But why?
Honestly that where the "solution in search of a problem" aspect is with throwing extremely customized iPhone (or even iPad Pro ) SoCs at Macs. That is a bunch of 'could do that", but the 'why' is quite thin.
Making a Mac specific ARM SoC has a huge 'why' economically. Almost zero justification there.
There has been some movement around T.2 taking some load off the CPU and doing co-processing.
Not really much movement at all. Several mainstream SSD Flash controllers have been able to do self encryption for more than several years. All Apple did with enabling offload, self-encryption drives is to gain parity with what was already available on the competitive Windows for years previous. Apple's solution is a bit more secure ( so being a bit different and late is somewhat excusable ), but this really isn't as much a movement as to "keeping up with the Joneses"
If the T2 is primarily a security co-processor you do not want to put random user apps/drivers onto the T2. As it is the T2 has "a lot" going on and relatively complicated stack for a security processor. Piling more and 'random' stuff only will open more vectors to be exploited.
Similar issue with the T1-T2 driving the touchbar ... that was more a Intel GPU output limitation and that really isn't an "offload". The T-series GPU drives the screen by copying a framebuffer from the main memory.
The T2 taking audio/video inputs is as much driven by security as it is "offloading". ( again 'random' software augments can't get at the raw audio video which makes them more secure. ). There is some workload shifting there but it tends to be on the way in ( picture/video pre-processed into usable form. HEVC or natural language recognition done or eventually FaceID. ). Doubfult this is going to mutate into more general compute offload.
Apple buying up parts of Dialog for power management. More of that may get weaved into future T-series but that processor workload isn't an x86-64 one.
But I'm not sure why you'd farm a bunch of work out to little ARM CPUs when you have a big honkin screaming fast Xeon CPU right there. Even if each little ARM board was as fast as a few of the Xeon cores, a single Xeon CPUs these days still has 20-30 cores alone.
If they were magically hooked up into a NUMA, flat memory space. You'd have something similar to what Intel tried with their "x86 GPU" and Phi series. But if that is a completely different memory space you run into same issue as discrete GPUs run into.
However, 4-6 iPhone SoC slapped together on a single card... that's largely a waste of time. Each of those with their own memory is more like a cluster of Raspberry Pi's than being anywhere near competitive with any of the GPUs for GPGPU kinds of workloads. Almost everyone's GPUs beat ARM if it comes down to just doing "embarrassingly parallel math" at high perf/w workloads. Apple putting an empty x16 PCi-e v3 slot in the next Mac Pro would do far more to enable that path than any hand waving folks are doing around stuff multiple iPhone SoC into a Mac Pro.

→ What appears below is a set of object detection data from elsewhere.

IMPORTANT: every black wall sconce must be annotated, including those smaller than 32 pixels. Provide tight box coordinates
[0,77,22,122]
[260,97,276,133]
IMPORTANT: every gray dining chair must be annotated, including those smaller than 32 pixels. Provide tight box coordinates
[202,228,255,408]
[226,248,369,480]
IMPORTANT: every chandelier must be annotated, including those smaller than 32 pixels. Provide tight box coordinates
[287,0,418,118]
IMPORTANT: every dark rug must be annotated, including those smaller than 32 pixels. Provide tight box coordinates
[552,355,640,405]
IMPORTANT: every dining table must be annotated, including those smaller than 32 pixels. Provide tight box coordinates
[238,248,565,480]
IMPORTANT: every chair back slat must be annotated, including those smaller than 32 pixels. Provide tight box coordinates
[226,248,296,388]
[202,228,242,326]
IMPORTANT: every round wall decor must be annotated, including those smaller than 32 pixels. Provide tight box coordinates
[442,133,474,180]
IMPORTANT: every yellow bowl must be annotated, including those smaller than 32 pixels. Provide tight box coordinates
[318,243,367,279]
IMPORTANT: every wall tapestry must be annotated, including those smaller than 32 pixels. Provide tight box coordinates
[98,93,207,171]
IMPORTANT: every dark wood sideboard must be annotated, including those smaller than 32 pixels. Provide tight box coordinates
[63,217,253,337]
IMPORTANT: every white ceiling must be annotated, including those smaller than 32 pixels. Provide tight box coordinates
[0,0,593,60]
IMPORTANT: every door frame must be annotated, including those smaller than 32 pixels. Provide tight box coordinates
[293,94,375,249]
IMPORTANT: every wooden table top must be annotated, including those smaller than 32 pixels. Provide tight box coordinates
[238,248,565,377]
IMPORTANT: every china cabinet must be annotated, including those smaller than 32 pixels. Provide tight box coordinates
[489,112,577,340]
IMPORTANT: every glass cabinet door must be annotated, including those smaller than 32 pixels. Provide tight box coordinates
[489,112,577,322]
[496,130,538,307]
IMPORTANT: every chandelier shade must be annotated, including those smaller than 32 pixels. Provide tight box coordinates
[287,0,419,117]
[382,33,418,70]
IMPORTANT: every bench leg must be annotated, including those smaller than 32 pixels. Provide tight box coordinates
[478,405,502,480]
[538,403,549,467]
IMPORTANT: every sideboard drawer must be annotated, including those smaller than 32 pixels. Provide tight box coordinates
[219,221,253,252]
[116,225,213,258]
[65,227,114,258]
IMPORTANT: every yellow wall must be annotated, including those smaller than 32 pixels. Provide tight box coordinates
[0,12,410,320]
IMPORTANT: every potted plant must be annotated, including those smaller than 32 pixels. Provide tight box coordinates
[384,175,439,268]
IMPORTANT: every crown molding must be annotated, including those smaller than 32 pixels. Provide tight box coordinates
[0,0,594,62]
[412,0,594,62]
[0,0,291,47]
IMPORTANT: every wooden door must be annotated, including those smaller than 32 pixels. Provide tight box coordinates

Such a setup would make sense on a low end Intel box where you needed ARM CPUs to beef up a slow Intel CPU. But on a Mac Pro why would you want to bypass the speed of the Xeon for much slower and smaller ARM chips?
it doesn't even make sense there if they are all independent SoC without a shared, flat memory space.
Pushing every expanding workloads down to the T-series makes very little sense. It is at odds with the core objectives and it probably wouldn't buy a whole lot even if tried. Even if Apple switched to an iPad Pro SoC still leaving the t-series decoupled and more secure would give higher security if going to enable external drives (and normal "laptop" like multiple boot options ).